Although justifying rich treats should never be an option, Cornbleet combinations do just that. Who can resist a decadent Knockout Brownie Sundae? We certainly can’t, and taking a look through the ingredients make it even better. Brazil nuts, for example are rich in fibre and selenium. The brownie and ganache highlights antioxidant-rich cocoa, and her use of walnuts delivers omega-3 goodness.
And we promise, this is just the beginning.
Just like in Raw Food Made Easy, Cornbleet delivers each recipe with ease. Fancy kitchen appliances, uncommon ingredients, and hours of preparation don’t make their appearance. Instead it’s a simple, focused and mouth-watering combination of everything you need to make drool-worthy desserts.

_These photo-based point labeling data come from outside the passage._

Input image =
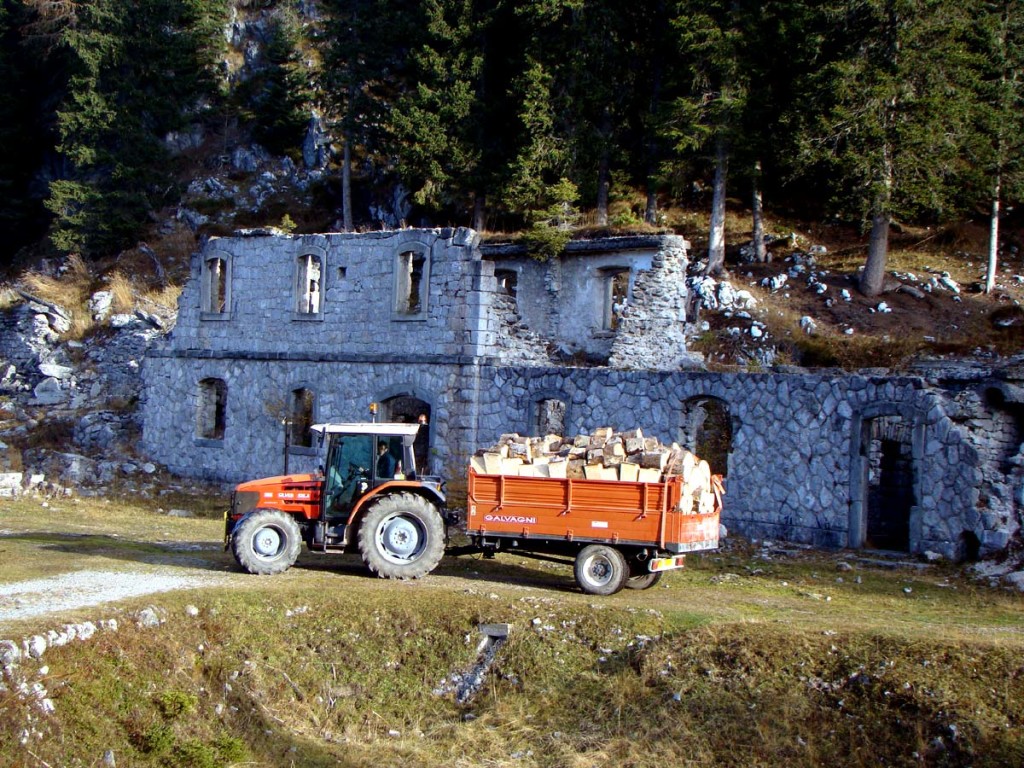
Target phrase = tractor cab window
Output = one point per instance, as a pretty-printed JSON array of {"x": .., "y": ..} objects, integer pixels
[
  {"x": 349, "y": 464},
  {"x": 389, "y": 454}
]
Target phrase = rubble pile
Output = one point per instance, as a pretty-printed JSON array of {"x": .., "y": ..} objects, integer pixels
[{"x": 602, "y": 455}]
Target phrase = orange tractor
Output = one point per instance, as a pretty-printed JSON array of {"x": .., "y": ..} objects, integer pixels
[{"x": 370, "y": 497}]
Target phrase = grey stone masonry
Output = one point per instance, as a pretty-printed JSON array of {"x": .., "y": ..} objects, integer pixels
[
  {"x": 360, "y": 311},
  {"x": 429, "y": 323}
]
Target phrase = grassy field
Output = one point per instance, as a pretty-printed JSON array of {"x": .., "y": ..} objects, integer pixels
[{"x": 750, "y": 656}]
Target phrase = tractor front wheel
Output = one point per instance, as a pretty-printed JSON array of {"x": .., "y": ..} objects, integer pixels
[
  {"x": 266, "y": 542},
  {"x": 401, "y": 537}
]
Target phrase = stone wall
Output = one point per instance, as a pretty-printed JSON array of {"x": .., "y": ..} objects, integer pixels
[{"x": 824, "y": 459}]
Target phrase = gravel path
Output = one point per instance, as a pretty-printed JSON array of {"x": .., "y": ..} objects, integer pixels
[{"x": 84, "y": 588}]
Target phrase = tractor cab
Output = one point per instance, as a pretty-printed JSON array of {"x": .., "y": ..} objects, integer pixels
[{"x": 360, "y": 458}]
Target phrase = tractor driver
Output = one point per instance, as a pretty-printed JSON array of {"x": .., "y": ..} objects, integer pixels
[
  {"x": 386, "y": 465},
  {"x": 347, "y": 474}
]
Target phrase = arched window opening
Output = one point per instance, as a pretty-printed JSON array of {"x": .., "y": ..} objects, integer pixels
[
  {"x": 615, "y": 290},
  {"x": 890, "y": 483},
  {"x": 215, "y": 286},
  {"x": 412, "y": 271},
  {"x": 706, "y": 429},
  {"x": 407, "y": 409},
  {"x": 551, "y": 417},
  {"x": 307, "y": 284},
  {"x": 211, "y": 417},
  {"x": 508, "y": 282},
  {"x": 301, "y": 418}
]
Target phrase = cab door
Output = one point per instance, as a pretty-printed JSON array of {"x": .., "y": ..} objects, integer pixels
[{"x": 347, "y": 474}]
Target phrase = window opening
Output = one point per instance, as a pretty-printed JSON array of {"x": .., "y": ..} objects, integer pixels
[
  {"x": 215, "y": 285},
  {"x": 551, "y": 417},
  {"x": 301, "y": 418},
  {"x": 307, "y": 288},
  {"x": 211, "y": 420},
  {"x": 616, "y": 292},
  {"x": 411, "y": 285},
  {"x": 508, "y": 282},
  {"x": 406, "y": 409},
  {"x": 706, "y": 429}
]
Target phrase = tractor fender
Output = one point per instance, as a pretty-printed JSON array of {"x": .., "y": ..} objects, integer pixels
[
  {"x": 392, "y": 487},
  {"x": 230, "y": 524}
]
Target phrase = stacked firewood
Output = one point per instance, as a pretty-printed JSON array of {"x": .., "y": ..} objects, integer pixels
[{"x": 603, "y": 455}]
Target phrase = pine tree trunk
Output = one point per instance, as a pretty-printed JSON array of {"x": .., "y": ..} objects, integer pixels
[
  {"x": 346, "y": 186},
  {"x": 479, "y": 210},
  {"x": 760, "y": 252},
  {"x": 603, "y": 184},
  {"x": 716, "y": 240},
  {"x": 993, "y": 241},
  {"x": 650, "y": 211},
  {"x": 604, "y": 172},
  {"x": 873, "y": 275}
]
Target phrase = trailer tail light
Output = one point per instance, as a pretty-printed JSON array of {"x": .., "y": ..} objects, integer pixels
[{"x": 667, "y": 563}]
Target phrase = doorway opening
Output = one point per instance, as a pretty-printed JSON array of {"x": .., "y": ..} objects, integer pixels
[
  {"x": 706, "y": 429},
  {"x": 888, "y": 451}
]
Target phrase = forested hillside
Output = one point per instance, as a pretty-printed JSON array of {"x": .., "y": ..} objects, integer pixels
[{"x": 535, "y": 115}]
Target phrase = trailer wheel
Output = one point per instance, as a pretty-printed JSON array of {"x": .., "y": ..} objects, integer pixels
[
  {"x": 266, "y": 542},
  {"x": 600, "y": 569},
  {"x": 643, "y": 581},
  {"x": 401, "y": 537}
]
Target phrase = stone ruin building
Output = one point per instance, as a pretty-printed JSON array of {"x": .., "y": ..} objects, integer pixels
[{"x": 278, "y": 332}]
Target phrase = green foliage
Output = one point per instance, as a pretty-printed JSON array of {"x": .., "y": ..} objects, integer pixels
[
  {"x": 282, "y": 92},
  {"x": 434, "y": 122},
  {"x": 542, "y": 158},
  {"x": 135, "y": 71},
  {"x": 911, "y": 108},
  {"x": 550, "y": 227}
]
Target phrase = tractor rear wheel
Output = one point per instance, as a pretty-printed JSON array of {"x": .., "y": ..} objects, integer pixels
[
  {"x": 266, "y": 542},
  {"x": 401, "y": 537},
  {"x": 600, "y": 569}
]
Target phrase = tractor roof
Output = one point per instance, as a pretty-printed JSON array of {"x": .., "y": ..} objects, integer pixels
[{"x": 381, "y": 428}]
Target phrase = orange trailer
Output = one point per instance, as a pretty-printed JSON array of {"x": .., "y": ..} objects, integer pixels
[{"x": 621, "y": 534}]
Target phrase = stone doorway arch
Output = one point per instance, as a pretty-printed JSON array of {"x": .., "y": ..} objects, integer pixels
[
  {"x": 706, "y": 429},
  {"x": 410, "y": 407},
  {"x": 886, "y": 481}
]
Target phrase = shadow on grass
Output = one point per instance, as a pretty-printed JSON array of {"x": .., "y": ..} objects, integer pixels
[{"x": 211, "y": 556}]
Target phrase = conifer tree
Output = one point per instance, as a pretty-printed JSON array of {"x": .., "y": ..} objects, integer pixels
[
  {"x": 708, "y": 115},
  {"x": 435, "y": 122},
  {"x": 997, "y": 152},
  {"x": 137, "y": 70},
  {"x": 892, "y": 113},
  {"x": 284, "y": 88}
]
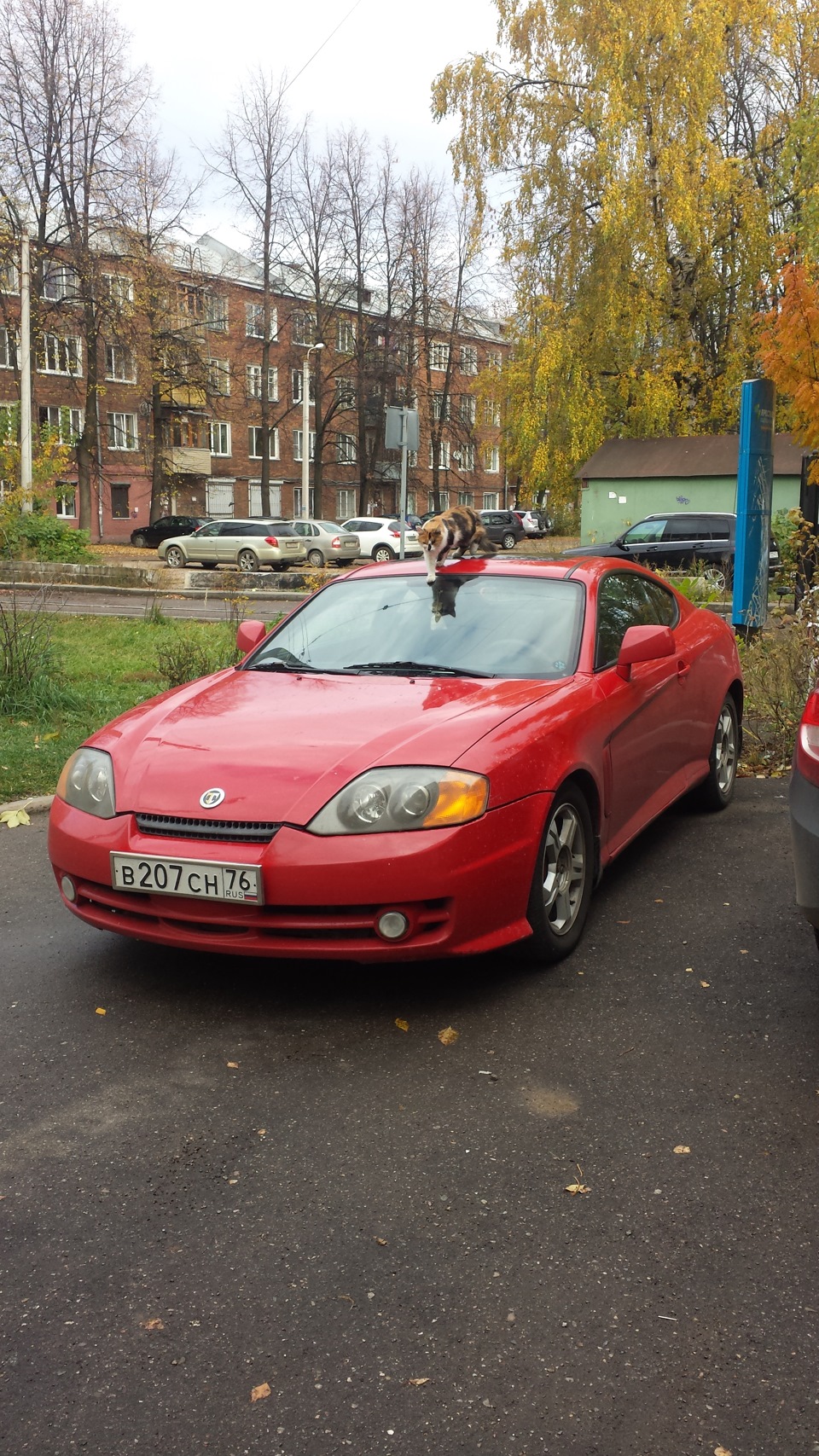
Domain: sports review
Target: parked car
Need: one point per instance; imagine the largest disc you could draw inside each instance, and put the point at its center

After a basic primer on ingredients, equipment, technique and knife skills (which anyone can master), the book launches into the pages of recipes. It begins with the Basics, outlining frostings, jams, crusts, and more, essential ingredients to many of the recipes to follow. Fruit Desserts comes next, highlighting nature’s bounty with crumbles, trifles and other delicious combinations.
Next comes Sorbets, Ice Creams and Sundaes, with options such as basic Chocolate Ice Cream to fancier Cookies n’ Cream and Peach Melba.
This is followed by our favourite chapter, Cakes, Cookies and Bars, with a Spice Cake to showcase at the holidays, a Chocolate Lava Cake to win over anyone’s heart. It doesn’t end there; Pies and Tarts are next, making delicious use of fruits, chocolate, pumpkin and pecan.
The recipes end with Creamy Desserts then Candy, with puddings and fudge and everything in between.
What we love most is that you don’t have to be a vegan to love the book. You definitely don’t have to be a raw foodist. You just have to love desserts and treats featuring simple ingredients and directions with outstanding results.
We also love is the variety included, with local ingredients abundant, depending on the season. It’s the perfect time to try the Apple-Pear Crumble and the Winter Compote, both, we promise, are sure to please.
We love this book, and it’s perfect combination of decadence, simplicity, and (dare we admit) healthy.